Aslında adı geçen Şemikler arazisinin ilk sahibi Denizli İl Özel İdaresi. Mahalli yönetim döneminde mülkiyet hakkı Gümüşler Belediyesinde olup, büyükşehir kurulmasıyla birlikte Denizli Büyükşehir Belediyesine geçti. Büyükşehir burayı İstiklal Mahallesi’ndeki Tekel deposu ile takas usulü değiştirince, el değiştirdi ve zaman içinde Sümer Holding’e, ardından Holding’in tasfiyesi sürecinde Özelleştirme İdaresi tasarrufuna geçti.
Resmi Gazete kararlarıyla bir tür hükümet tasarrufu olarak özelleştirmesi tartışılan Şemikler arazisi, işte bu holdingin iflasına bağlı olarak Özelleştirme İdaresinin kararıyla Denizli’deki son satış halkası olarak gündeme geldi. 25 Mayıs 2024 tarihli Resmi Gazete’de yayımlanan Cumhurbaşkanlığı kararıyla “Ticaret-Konut Alanı (E: 1.50, Yençok:5 kat), Trafo Alanı ve Park” statüsüyle kullanım ve satışa açıldı. Karar askıya çıkarılarak itiraz süreci başlatıldı.
Bu karar mahalle halkı için adeta şok ediciydi. Mahalle muhtarı ve sakinleri başta olmak üzere duyarlı çevrelerin tepkisiyle karşılaştı. Merkezefendi ve Büyükşehir Belediye başkanlarının katılımıyla söz konusu arazide protesto gösterisi yapıldı, gösteriye her iki başkan konuşmacı olarak destek verdi. Türk Mühendis ve Mimarlar Odası (TMMOB) kamu tüzel kişiliğine haiz kurum olarak Cumhurbaşkanlığının kararına askı süresi içinde itiraz etti. Yapılan itiraz çok hızlı biçimde yine Resmi Gazete’de yayımlanan Cumhurbaşkanı kararıyla reddedildi.

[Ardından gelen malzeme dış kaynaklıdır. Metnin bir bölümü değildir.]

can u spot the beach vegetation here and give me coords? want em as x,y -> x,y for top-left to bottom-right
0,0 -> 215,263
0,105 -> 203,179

Nihayet geçen hafta sonuna doğru (TMMOB itirazını reddeden Cumhurbaşkanlığı kararının yayınlandığı gün) Denizli Büyükşehir Belediyesi, Merkezefendi Belediyesi ve TMMOB İl Koordinasyon Kurulu adına Danıştayda dava açmak üzere ayrı ayrı başvurular yapıldı.
Bundan sonrası mahkemelerin yetki ve kararlarına bağlı bir süreç olarak devam edecek, bizler de bu süreci yakından takip edeceğiz.
***
Başladığımız noktaya dönersek;
Bugün yaşanan özelleştirme adı altındaki kamu malları tasfiyesi ne ilk örnek, ne de son hadise olacak. Arkası başka biçimlerde gelecek ve geliyor.
Cumhurbaşkanı kararı olarak Şemikler itirazlarının reddedildiği gün, aynı gazete sayısında, Denizli idari bölgesinde başka bir özelleştirme-kamulaştırma kararına yer verilmekteydi. Acıpayam’a bağlı Alcı ve Karaismailler mahalle sınırlarında yapımı planlanan “Karaismailler Regülatörü” için Denizli 2. İdare Mahkemesi henüz bir ay önce davacı halk adına planlama yürütmesini durdurma kararı vermişken, CB kararıyla mahkeme yok sayılmış, Alcı’da 89, Karaismailler’de ise 69 parsel arazinin kamulaştırılmasına acele karar verilmişti. Buna çok bilinen deyimle “Yangından mal kaçırmak” denir. Sadece mal kaçırmak değil, göz göre göre mala çökmek demek daha doğru. Hem de açık mahkeme kararına rağmen, mahkeme kararının ihlal edilmesi pahasına!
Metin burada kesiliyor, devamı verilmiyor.